Bugün “İzmir depremi” yıktı, yarın İstanbul ya da başka bir kentin depremi binaları yerle bir edecek, canlar yanacak, hayatlar sönecek!

Bu kaçınılmaz bir olgu!

Bilim adamları ve deprem uzmanları yıllardır “Önlem... Önlem...” diye yırtınıyor, neler yapılması gerektiğini anlatıyor.

Sanki duvara söylüyorlarmış gibi kimse duymuyor onları...

20 bin kişinin öldüğü 1999 depreminden bu yana 21 yıl geçti. Devlet ne yaptı? Hangi önlemleri aldı? Ne yazık ki, sadece lâf var, icraat yok!

“Burası Türkiye abicim! Başka ne olur?” diyenlere hak vermemek mümkün mü?

★★★

Doğru Parti Genel Başkanı Rifat Serdaroğlu’ndan bir mektup aldım.

“Ben, 1988 Adana-Ceyhan depremi sonrasında ‘Görevli Bakan’ olarak bölgedeydim.” diyor ve her depremden sonra yaşanan rezillikleri şöyle anlatıyor:

“Ülkemizin bir yöresini deprem mi vurdu, bir afete mi uğradık?

Hemen aynı gün akbabalar gibi oraya üşüşürler!

Kimler mi? Deprem sonrası hiçbir işe yaramayacak etkisiz yetkililer!

Başta bakanlar, başbakan, parti genel başkanları, vs...

Onlar gelince neler olur bilir misiniz?

Depremde çalışması, kurtarma işini gözlemlemesi, barınma, yemek ve yardımları organize etmesi gereken görevlilerin çoğu, karşılamaya gider.

İsterse gitmesinler! Bakan geliyor, bakan!

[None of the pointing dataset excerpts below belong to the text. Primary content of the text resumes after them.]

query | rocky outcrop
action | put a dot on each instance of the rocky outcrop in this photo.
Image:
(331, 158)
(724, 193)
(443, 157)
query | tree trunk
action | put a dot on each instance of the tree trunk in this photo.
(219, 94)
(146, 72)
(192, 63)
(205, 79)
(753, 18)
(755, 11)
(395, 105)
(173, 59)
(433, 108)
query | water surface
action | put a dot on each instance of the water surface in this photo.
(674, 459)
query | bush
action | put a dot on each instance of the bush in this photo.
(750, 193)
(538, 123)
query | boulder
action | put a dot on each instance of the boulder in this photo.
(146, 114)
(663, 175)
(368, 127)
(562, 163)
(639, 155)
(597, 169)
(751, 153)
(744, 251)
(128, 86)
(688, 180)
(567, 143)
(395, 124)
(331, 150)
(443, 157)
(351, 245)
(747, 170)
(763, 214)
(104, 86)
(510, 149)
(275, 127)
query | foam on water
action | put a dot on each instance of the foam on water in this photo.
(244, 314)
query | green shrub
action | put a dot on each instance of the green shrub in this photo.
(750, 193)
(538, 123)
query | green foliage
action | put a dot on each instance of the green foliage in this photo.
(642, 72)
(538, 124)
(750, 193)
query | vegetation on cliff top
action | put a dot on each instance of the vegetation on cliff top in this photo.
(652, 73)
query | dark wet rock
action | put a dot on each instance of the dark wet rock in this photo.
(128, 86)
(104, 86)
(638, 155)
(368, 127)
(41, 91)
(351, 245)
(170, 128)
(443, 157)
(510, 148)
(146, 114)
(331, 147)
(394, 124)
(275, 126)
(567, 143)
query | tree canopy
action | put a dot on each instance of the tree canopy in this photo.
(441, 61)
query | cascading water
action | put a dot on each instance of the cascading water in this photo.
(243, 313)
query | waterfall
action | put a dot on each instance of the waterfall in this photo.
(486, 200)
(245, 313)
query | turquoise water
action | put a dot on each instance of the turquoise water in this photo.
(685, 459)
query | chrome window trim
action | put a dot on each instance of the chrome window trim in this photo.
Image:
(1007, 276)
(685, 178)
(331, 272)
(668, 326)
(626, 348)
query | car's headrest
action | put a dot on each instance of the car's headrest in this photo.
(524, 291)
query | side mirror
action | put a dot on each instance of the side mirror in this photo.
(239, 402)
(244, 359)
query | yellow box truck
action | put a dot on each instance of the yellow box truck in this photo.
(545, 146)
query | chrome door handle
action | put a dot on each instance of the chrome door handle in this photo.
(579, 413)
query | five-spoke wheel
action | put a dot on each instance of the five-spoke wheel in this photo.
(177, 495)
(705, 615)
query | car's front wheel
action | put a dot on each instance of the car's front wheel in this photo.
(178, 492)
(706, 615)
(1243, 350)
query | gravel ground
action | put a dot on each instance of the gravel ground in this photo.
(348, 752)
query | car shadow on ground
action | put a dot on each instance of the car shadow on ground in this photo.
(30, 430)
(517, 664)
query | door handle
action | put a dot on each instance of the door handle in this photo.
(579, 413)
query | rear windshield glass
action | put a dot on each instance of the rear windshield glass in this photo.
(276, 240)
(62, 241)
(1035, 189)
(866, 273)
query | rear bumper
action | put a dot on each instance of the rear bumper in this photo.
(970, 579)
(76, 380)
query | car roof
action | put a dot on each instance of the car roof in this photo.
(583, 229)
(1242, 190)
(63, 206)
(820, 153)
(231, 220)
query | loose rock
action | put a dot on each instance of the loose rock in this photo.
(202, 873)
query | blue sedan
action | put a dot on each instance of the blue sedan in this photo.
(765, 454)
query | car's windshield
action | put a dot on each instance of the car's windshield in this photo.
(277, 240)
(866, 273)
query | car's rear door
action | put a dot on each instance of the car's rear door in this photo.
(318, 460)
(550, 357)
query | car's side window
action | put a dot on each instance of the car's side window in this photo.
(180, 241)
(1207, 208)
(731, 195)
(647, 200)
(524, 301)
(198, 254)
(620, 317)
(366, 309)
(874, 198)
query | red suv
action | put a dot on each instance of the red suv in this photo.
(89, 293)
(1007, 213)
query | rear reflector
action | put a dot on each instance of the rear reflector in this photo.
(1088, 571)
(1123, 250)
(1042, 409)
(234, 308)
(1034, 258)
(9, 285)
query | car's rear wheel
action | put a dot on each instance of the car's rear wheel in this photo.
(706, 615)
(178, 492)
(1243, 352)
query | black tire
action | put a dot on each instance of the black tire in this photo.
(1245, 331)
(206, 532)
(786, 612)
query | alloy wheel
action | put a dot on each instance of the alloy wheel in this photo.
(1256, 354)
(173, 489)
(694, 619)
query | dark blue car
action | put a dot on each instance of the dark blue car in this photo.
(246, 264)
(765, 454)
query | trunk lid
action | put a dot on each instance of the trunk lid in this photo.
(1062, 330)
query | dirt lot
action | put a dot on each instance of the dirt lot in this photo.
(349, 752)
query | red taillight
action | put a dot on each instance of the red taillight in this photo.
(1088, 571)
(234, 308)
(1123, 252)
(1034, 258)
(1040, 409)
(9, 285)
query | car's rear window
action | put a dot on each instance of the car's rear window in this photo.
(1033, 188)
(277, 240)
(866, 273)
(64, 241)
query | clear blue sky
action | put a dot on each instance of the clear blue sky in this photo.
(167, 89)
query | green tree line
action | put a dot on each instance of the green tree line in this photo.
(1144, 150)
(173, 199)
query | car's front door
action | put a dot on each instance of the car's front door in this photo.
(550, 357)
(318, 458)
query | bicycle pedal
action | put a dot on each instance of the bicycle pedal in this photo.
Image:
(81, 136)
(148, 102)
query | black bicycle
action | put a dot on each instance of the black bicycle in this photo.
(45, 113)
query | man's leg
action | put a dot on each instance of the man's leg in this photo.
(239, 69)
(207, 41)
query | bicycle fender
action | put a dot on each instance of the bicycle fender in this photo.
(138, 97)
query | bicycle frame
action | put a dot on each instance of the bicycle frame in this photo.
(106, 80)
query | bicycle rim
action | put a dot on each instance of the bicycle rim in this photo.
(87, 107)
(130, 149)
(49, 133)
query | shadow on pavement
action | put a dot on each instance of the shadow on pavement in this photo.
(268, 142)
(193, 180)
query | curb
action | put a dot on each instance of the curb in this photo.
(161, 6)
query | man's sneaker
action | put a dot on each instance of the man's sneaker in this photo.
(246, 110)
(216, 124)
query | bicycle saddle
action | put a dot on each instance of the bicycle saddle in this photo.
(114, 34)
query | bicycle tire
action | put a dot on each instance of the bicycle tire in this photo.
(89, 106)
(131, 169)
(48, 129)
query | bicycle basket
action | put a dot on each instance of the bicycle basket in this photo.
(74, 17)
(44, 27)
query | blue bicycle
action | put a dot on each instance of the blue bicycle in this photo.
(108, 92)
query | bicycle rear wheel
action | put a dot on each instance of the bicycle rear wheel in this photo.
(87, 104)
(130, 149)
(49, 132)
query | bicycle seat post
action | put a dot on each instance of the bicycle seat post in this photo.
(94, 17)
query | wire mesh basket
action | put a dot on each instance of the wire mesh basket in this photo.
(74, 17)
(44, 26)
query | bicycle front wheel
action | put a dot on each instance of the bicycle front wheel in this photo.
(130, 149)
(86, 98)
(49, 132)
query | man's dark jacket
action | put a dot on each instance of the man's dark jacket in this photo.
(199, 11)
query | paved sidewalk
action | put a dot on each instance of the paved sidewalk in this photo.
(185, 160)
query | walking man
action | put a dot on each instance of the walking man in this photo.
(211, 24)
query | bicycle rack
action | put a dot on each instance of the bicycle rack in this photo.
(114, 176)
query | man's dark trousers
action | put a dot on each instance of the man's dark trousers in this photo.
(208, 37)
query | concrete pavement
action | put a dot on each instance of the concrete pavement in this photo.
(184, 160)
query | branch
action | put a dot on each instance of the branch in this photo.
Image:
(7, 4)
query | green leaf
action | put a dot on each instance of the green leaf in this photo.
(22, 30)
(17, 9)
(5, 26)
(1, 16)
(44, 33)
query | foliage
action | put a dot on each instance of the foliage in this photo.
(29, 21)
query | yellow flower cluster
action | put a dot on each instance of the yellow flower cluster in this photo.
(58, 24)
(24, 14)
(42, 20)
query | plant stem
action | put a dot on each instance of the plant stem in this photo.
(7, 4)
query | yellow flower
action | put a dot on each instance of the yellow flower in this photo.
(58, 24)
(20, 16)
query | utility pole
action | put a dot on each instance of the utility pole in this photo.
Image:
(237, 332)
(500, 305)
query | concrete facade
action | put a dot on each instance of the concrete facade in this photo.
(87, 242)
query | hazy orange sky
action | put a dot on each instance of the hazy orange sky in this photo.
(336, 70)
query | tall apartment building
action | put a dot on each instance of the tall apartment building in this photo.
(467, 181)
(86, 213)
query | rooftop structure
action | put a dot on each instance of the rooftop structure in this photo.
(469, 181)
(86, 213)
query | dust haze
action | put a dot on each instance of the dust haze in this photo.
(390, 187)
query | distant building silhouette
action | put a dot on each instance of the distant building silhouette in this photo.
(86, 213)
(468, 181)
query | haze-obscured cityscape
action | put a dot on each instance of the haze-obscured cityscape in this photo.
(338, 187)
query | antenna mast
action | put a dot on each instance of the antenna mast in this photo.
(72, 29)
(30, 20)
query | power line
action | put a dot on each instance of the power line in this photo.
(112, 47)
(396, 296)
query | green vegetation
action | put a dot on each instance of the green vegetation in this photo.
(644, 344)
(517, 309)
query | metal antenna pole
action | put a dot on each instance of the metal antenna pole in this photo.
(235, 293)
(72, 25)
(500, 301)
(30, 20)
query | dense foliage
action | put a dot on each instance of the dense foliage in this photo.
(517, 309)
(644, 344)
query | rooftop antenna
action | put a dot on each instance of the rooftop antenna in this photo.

Boru mu bu?

Deprem sanki havalimanında olmuş gibi, herkes oradadır!

Gelenler, deprem veya kurtarma uzmanı imişler gibi, etraflarındaki gazeteci-televizyoncu- kameraman ordusu ile şov olsun diye yapılan işlere karışırlar!

Zamana karşı hayat kurtarma yarışına girmiş görevlilerin işlerini zorlaştırırlar.

Şehrin valisi, belediye başkanı işi gücü bırakıp “Beyefendilerin” isteklerini yerine getirmek için koşuştururlar!

★★★

İzmir’de benzeri rezilliği yaşadık!

Kendisini Bakan zanneden atanmış biri, altında insanların bulunduğu yıkıntının üzerine çıkmış, poz veriyordu! Bir diğeri, gazetecileri toplamış çorba dağıtır gibi yapıyordu!

Depremin ertesi günü muhalefet partileri genel başkanları “geçmiş olsun” demek ve çalışmaları yerinde izlemek için İzmir’e geleceklerini açıkladılar!

Hâlâ can kurtarma çalışmaları devam ederken neyi yerinde izleyecekler, şahsen ben anlamış değilim!

Bakanlar yetmedi, bir de genel başkanlar gelecek!

Bu davranışlar tamamen ilkellik görüntüsüdür!

Gelişmiş bir ülkede, böyle bir doğal afette veya yangın sonrasında, görevlilerin nerede ve hangi işi yapacakları önceden planlanır.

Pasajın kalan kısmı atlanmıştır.